Van rechter Sandra Nanhoe-Gangadin moet stichting Radjie Rijstindustrie binnen twee weken een terrein van bijkans 200 hectare dat deel is van de Stalweide in Nickerie, ontruimen. De toewijzing van het terrein door het ministerie van Grondbeleid en Bosbeheer (GBB) aan Radjie, is volgens de rechter onrechtmatig en had nooit mogen plaatsvinden. Dat Radjie een commerciële hypotheek op het terrein heeft van SRD 5 miljoen, heeft de rechter niet tot andere gedachten gebracht. 

Volgens de rechter weegt het algemeen belang bij behoud van de grond voor veeteelt zwaarder dan de particuliere economische belangen van Radjie. Voor elke dag na de twee weken dat verzuimd wordt het terrein te ontruimen, zal een boete van SRD 1 miljoen betaald moeten worden aan de Staat. Radjie werd vertegenwoordigd door Irvin Kanhai en de Staat door Shiraz Boedhoe. 

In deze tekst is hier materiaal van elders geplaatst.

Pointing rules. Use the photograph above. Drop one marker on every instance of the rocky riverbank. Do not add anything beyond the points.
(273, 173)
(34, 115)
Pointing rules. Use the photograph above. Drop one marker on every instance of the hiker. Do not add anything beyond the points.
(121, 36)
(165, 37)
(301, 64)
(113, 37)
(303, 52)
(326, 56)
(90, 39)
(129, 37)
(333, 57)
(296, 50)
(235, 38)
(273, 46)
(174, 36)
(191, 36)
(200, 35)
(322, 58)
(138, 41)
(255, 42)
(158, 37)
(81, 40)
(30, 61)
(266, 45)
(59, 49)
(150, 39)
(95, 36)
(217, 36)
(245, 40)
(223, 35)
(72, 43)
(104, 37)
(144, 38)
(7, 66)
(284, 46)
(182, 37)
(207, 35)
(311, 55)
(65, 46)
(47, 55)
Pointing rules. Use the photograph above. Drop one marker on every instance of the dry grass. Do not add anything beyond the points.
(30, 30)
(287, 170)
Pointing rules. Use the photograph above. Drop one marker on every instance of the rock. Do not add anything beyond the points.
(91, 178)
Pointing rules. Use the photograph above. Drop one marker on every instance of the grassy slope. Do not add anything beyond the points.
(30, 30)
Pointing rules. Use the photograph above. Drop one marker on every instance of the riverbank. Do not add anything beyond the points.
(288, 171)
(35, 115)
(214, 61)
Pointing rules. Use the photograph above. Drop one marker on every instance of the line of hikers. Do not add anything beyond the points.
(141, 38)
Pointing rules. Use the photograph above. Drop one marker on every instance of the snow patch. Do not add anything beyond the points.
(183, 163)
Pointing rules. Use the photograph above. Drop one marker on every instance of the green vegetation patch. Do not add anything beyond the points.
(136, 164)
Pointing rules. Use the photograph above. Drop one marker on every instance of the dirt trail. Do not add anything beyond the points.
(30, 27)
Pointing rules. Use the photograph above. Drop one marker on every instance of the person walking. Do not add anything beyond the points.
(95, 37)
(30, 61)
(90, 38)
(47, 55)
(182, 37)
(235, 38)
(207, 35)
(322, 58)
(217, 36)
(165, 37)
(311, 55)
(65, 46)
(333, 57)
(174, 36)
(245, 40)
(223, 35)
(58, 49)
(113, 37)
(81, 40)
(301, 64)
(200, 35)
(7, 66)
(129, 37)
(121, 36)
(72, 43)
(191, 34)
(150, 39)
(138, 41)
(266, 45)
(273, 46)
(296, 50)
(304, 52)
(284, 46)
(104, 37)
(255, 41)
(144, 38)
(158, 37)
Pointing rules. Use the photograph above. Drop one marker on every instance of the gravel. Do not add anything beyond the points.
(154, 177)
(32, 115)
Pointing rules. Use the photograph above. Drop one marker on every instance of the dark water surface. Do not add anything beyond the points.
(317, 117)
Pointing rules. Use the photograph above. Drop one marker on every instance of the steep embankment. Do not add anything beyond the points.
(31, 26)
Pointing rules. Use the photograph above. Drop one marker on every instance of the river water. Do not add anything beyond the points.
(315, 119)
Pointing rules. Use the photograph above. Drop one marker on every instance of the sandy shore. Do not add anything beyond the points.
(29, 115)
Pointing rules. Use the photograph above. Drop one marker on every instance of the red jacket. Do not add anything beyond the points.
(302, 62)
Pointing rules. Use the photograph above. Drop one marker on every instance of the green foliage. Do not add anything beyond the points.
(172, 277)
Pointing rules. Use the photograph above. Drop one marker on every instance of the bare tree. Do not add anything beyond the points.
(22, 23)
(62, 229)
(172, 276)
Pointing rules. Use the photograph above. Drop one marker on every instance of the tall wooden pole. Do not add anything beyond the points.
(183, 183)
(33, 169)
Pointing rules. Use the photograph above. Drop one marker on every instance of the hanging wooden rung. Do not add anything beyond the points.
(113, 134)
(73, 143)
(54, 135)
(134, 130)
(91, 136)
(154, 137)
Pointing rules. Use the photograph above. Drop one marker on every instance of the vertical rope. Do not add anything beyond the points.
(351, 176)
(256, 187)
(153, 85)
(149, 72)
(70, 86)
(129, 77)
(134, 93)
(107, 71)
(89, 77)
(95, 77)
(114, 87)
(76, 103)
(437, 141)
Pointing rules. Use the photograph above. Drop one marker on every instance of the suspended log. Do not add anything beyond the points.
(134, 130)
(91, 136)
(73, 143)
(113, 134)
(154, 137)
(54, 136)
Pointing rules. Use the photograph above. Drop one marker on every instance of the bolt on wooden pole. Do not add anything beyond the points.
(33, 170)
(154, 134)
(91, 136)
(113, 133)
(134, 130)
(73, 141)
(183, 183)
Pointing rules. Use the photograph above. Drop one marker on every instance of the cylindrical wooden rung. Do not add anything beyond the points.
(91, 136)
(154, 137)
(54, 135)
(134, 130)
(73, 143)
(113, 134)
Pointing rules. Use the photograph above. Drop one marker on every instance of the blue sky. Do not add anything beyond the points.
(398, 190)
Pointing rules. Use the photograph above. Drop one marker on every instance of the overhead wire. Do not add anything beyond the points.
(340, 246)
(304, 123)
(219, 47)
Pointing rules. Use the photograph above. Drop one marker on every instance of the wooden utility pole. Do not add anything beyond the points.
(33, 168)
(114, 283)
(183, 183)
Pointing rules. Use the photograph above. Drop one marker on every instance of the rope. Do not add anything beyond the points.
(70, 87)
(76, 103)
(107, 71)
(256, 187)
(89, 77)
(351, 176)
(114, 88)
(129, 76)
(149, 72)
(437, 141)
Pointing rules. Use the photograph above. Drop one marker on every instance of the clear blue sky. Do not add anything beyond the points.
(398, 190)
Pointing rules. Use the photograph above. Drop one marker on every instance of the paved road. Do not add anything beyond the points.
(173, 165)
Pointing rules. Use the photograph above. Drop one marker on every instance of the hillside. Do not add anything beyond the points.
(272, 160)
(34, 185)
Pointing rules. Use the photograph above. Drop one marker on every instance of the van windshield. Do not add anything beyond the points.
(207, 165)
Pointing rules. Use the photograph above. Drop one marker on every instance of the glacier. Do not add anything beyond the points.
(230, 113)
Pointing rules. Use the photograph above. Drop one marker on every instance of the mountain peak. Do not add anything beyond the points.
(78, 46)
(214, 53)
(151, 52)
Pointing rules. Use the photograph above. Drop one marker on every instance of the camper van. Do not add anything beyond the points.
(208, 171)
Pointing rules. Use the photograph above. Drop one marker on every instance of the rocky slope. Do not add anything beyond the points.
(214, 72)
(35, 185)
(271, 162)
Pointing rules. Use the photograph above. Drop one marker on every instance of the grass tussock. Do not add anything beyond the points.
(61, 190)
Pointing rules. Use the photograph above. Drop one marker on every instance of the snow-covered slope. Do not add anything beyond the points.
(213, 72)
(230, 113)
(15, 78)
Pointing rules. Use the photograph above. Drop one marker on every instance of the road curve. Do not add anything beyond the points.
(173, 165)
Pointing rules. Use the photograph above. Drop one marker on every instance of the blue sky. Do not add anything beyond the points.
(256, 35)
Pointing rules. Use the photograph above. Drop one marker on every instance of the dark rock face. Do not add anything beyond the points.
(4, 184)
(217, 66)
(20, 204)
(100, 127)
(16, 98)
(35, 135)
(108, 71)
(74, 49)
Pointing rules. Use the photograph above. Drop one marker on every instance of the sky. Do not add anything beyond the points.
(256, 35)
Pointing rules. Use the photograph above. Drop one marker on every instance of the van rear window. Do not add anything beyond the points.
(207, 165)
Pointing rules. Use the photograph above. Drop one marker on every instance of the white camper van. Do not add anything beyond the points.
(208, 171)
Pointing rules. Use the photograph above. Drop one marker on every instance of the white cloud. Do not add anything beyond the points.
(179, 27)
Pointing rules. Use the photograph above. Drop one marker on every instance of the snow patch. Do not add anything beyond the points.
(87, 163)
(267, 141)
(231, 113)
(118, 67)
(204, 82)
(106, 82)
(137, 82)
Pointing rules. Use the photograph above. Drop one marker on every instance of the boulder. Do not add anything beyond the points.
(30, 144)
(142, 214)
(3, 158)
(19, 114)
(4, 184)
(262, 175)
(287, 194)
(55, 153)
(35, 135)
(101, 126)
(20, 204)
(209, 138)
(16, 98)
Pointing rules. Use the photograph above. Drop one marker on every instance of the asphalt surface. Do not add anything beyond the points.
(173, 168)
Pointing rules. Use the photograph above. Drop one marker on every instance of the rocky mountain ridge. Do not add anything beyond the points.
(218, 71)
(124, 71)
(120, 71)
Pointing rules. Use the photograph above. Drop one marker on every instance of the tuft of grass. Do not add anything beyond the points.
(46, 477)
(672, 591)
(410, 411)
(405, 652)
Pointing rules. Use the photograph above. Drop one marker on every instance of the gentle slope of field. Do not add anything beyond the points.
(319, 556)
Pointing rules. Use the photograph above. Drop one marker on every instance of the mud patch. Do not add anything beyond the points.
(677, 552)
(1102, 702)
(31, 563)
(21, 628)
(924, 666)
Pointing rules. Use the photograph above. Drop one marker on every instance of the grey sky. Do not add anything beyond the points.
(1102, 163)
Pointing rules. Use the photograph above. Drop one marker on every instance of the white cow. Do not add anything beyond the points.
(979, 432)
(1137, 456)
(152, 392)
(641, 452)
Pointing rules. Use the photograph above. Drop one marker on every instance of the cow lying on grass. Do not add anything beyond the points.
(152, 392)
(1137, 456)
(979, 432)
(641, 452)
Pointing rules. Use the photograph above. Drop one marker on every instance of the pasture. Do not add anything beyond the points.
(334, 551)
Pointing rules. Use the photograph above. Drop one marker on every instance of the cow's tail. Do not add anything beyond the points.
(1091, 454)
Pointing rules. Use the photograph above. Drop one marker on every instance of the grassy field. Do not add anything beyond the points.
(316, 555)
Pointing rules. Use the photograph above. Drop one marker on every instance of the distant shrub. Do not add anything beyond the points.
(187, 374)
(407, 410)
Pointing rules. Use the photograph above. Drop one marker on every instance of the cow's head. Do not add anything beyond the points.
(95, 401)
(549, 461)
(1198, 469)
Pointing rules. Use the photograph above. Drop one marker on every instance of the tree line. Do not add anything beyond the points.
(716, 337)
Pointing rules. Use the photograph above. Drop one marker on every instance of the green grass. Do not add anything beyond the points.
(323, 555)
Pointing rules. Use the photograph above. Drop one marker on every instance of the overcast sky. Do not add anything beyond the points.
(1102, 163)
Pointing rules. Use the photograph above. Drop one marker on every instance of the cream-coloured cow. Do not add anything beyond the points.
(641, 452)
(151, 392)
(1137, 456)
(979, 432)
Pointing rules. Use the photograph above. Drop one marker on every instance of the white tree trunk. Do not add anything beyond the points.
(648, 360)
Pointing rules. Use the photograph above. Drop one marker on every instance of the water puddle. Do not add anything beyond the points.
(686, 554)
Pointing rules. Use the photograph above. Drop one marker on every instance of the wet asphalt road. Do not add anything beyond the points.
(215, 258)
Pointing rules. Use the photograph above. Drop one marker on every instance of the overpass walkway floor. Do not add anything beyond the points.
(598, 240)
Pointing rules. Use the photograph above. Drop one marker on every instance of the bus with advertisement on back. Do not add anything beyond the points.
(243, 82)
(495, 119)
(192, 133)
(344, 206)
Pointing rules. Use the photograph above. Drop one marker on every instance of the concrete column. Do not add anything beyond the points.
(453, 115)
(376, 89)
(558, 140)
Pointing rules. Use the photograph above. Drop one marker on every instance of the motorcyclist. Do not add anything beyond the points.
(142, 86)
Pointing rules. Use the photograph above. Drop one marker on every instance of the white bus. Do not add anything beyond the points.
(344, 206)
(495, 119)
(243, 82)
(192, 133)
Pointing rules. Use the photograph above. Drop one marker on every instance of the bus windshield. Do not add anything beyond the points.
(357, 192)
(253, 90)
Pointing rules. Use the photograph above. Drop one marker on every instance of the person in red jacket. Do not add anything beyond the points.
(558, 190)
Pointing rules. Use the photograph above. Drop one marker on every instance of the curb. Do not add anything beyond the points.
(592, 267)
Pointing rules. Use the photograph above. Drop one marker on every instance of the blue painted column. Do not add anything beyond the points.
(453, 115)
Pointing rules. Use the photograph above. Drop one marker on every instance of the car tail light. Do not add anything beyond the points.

Het vonnis laat weinig ruimte voor interpretatie. Stichting Radjie moet het terrein volledig ontruimen en verlaten. Indien nodig mag de Staat daarbij de ‘sterke arm’ inzetten. De opgelegde dwangsom van SRD 1 miljoen per dag, met een maximum van SRD 100 miljoen, onderstreept de ernst waarmee de rechter de zaak beoordeelt. Dit vonnis is bij voorraad uitvoerbaar. 

De grond, onderdeel van de zogeheten Stalweide, is al sinds 2005 toegewezen aan het ministerie van Landbouw, Veeteelt en Visserij (LVV) voor ontwikkeling van de veeteelt. De toewijzing aan Radjie in 2023, zonder enig overleg met LVV of de districtscommissaris van Nickerie, is volgens de rechter in strijd met fundamentele beginselen van behoorlijk bestuur.

Bestuurlijke blunder 
De affaire legt een bestuurscultuur bloot waarin procedures worden genegeerd en politieke willekeur de overhand lijkt te hebben. De verantwoordelijkheid ligt bij het ministerie van GBB, dat onder minister Dinotha Vorswijk (ABOP) al eerder onder vuur kwam wegens wanordelijke gronduitgiftepraktijken. Deze kwestie rond de Stalweide heeft voor veel politieke ophef gezorgd in de media. Critici noemden het symptomatisch voor de chaos binnen GBB. Het was niet te verkroppen dat een perceel van strategisch belang voor de veeteeltsector zomaar in commerciële handen terechtkwam, zonder afstemming met het LVV aan wie het rechtmatig toebehoort. 

Opmerkelijk is dat de huidige minister van Justitie en Politie, Harish Monorath (ABOP) de ‘s Landsadvocaat, verbonden aan GBB is geweest, toen Radjie, in deze kwestie een kortgeding aanspande tegen de Staat. Toenmalig minister van LVV, Parmanand Sewdien verweet Monorath toen ervan de belangen van de Staat niet te hebben behartigd. 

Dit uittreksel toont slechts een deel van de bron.